Paroki Santo Yakobus Bantul memiliki 8 Wilayah: (1) Santa Maria tak Bernoda Cepit dengan 4 Lingkungan, (2) Santa Maria Assumpta Melikan dengan 3 Lingkungan, (3) Santa Maria Immaculata Cordis Bantul Krajan dengan 2 Lingkungan, (4) Santo Yusuf Palbapang dengan 2 Lingkungan, (5) Brayat Minulya Nogosari dengan 4 Lingkungan, (6) Santo Fransiskus Xaverius dengan 2 Lingkungan, (7) Mater Dei Imogiri dengan 6 Lingkungan, (8) Maria Rosari Gesikan dengan 7 Lingkungan.

Sebagai catatan: 

(1) sebelum tahun 2019 Wilayah SantaTheresia-Brosot dengan 5 Lingkungan masih menjadi bagian dari Paroki Santo Yakobus Bantul, namun pada tahun 2019 dipindahkan pengindukan ke Paroki Administratif  Mater Dei Bonoharjo yang lebih dekat dan satu lingkup wilayah pemerintahan Kabupaten Kulon Progo. 

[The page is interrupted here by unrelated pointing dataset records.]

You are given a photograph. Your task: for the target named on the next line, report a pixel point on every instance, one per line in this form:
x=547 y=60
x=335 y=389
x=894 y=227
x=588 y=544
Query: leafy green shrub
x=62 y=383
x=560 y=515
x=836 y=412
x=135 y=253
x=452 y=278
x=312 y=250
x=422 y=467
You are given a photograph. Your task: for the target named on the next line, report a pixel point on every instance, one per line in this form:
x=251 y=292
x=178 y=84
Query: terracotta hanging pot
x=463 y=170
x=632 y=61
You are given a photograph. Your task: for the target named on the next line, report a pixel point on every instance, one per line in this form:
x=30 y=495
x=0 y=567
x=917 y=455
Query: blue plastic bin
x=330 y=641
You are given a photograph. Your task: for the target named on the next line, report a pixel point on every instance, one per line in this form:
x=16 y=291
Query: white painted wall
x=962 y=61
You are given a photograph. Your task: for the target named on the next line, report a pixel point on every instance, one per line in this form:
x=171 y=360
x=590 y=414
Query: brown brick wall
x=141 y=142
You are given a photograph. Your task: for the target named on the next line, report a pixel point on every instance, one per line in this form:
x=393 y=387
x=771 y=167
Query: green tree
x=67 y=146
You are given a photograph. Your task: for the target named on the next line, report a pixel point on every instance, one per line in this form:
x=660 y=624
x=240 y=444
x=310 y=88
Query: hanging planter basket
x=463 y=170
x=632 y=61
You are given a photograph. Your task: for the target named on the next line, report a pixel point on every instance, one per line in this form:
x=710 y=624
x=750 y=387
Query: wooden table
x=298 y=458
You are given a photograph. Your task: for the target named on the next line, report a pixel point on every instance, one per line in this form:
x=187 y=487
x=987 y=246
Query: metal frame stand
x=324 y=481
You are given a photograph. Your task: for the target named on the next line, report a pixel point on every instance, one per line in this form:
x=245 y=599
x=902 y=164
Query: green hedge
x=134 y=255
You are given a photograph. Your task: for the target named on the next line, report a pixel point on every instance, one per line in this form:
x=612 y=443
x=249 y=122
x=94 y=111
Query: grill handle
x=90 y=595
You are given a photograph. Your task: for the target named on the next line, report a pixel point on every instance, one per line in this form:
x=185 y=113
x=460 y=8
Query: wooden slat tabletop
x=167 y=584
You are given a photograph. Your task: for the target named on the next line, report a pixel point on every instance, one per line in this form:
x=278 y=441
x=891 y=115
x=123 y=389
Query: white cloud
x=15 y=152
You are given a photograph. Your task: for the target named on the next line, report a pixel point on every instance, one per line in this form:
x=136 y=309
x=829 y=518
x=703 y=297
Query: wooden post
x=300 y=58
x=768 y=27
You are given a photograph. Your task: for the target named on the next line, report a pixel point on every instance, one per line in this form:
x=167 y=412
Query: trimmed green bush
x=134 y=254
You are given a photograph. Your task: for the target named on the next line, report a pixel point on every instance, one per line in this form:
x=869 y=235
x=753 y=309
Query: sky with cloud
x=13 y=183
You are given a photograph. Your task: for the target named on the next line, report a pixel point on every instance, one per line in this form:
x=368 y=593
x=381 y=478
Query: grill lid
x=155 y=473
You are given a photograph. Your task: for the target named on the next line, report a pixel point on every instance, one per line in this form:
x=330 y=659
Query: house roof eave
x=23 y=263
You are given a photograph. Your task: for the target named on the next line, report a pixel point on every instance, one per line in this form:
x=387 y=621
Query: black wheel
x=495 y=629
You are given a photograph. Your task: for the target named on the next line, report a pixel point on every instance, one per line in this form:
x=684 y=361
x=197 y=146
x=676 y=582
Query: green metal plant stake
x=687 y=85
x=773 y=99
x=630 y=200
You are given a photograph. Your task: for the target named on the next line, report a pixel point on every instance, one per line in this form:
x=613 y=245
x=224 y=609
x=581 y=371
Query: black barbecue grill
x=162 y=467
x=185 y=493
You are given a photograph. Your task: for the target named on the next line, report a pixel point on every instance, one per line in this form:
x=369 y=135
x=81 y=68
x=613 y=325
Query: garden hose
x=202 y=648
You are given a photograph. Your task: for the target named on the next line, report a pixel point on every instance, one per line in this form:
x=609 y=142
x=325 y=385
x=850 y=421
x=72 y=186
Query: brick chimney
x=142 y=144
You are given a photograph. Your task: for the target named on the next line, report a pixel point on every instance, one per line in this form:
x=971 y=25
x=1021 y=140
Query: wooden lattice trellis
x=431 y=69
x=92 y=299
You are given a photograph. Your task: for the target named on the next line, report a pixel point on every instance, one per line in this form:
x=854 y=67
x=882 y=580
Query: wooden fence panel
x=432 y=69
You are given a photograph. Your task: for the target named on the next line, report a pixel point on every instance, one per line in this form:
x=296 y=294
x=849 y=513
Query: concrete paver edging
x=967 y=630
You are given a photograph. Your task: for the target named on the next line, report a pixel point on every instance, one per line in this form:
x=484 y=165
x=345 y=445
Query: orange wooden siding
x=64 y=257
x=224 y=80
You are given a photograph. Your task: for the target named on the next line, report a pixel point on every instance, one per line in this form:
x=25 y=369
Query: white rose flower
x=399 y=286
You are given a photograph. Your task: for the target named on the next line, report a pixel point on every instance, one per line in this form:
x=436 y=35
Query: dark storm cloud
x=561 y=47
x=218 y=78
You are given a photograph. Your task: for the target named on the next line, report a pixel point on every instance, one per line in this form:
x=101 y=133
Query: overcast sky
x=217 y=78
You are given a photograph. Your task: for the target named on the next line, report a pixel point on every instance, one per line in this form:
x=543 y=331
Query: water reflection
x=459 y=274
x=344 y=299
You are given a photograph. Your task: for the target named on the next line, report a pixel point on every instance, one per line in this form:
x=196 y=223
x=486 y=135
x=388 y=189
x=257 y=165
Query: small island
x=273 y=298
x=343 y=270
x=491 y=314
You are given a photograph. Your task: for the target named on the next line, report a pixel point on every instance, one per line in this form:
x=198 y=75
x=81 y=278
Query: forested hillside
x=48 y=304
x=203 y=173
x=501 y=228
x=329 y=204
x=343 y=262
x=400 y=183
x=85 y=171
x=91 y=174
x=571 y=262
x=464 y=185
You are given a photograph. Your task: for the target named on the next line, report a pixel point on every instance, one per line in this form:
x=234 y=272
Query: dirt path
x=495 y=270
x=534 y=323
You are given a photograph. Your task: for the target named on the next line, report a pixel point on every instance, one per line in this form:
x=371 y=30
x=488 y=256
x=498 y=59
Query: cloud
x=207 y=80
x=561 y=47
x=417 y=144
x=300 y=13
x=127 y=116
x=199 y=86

(2) Tahun 2019 Lingkungan Santo Barnabas wilayah Santa Maria Immaculata Cordis dibekukan dan digabungkan ke Lingkungan Santo Aloysius wilayah Santo Yusuf, karena jumlah umat hanya tinggal 10 KK dan sebagian besar manula usia lebih dari 60 tahun, hanya 4 KK saja usia produktif.